I think the above article is a wonderful summation of what the Internet and Society class was talking about this week.
As we can see, many nations are willing to accept that the internet is a medium for free speech since individuals have direct access to publish and post to it. Restricting what can be posted on the internet is silencing the speech of the individual citizens, by proxy.
So now the governments of our countries are realizing the internet is our, the citizen’s domain. But look at the list of countries: France, Germany, and China are among the nations who agreed to this. A little hypocritical, perhaps? These countries are known for have some (or a lot of) restrictions on their people as far as what they can access or publish on the internet. So what does all of this mean?

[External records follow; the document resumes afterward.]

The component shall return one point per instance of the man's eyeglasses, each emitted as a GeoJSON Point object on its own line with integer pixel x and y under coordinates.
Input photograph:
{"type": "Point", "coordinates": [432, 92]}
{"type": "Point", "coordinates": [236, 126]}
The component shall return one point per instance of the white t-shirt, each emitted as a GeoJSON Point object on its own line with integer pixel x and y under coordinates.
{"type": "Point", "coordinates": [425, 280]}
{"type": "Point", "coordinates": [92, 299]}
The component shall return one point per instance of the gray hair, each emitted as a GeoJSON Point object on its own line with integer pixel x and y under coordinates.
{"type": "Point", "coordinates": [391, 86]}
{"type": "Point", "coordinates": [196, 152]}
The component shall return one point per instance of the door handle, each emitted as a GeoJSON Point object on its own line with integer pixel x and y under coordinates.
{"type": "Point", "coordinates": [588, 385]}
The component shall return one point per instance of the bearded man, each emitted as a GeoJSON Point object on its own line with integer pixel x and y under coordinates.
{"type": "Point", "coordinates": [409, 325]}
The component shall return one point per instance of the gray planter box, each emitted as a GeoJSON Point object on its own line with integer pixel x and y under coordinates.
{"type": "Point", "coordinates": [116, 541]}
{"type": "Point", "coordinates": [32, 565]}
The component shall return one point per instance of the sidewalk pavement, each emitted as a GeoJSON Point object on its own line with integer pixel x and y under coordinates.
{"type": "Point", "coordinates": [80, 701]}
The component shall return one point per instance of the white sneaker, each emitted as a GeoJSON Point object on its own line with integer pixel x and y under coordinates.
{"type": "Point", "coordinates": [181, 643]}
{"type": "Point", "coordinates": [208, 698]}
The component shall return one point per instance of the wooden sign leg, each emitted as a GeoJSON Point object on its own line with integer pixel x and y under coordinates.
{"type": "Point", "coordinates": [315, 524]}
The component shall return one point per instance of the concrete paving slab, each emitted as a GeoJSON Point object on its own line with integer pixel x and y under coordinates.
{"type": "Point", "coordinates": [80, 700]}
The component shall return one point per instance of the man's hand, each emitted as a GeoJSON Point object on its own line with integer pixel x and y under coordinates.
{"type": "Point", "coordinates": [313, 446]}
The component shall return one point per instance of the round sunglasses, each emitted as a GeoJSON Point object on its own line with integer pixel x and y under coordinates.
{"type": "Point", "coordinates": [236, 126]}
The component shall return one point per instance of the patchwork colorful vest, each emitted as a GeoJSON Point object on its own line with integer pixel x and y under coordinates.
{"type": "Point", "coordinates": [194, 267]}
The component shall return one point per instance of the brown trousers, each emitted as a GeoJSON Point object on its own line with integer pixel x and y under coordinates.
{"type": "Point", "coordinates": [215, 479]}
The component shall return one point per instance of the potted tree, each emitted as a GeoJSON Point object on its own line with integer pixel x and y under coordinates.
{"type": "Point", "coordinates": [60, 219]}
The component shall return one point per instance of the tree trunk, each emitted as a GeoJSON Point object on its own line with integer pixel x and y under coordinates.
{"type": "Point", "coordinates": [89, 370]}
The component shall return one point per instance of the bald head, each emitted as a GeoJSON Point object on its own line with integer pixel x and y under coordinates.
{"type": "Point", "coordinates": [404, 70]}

It means that according to this New York Times article, that internet companies will not restrict user information. Technically it would become illegal if, for example, Google made the decision on their own and said that they were doing to delete any and all posts that dealt with Nazis. The company Google can not do that.
The article concludes that this resolution is not binding. Which means that it is possible that nothing will come about because of this decision.
““That even China, despite the obvious hypocrisy, felt compelled to sign on shows it isn’t comfortable publicly owning up to the Internet censorship regime that it tries to maintain,” Mr. Roth said.”
I suppose we can only hope that now these countries recognize free use of the internet, that they will deliver on their promises.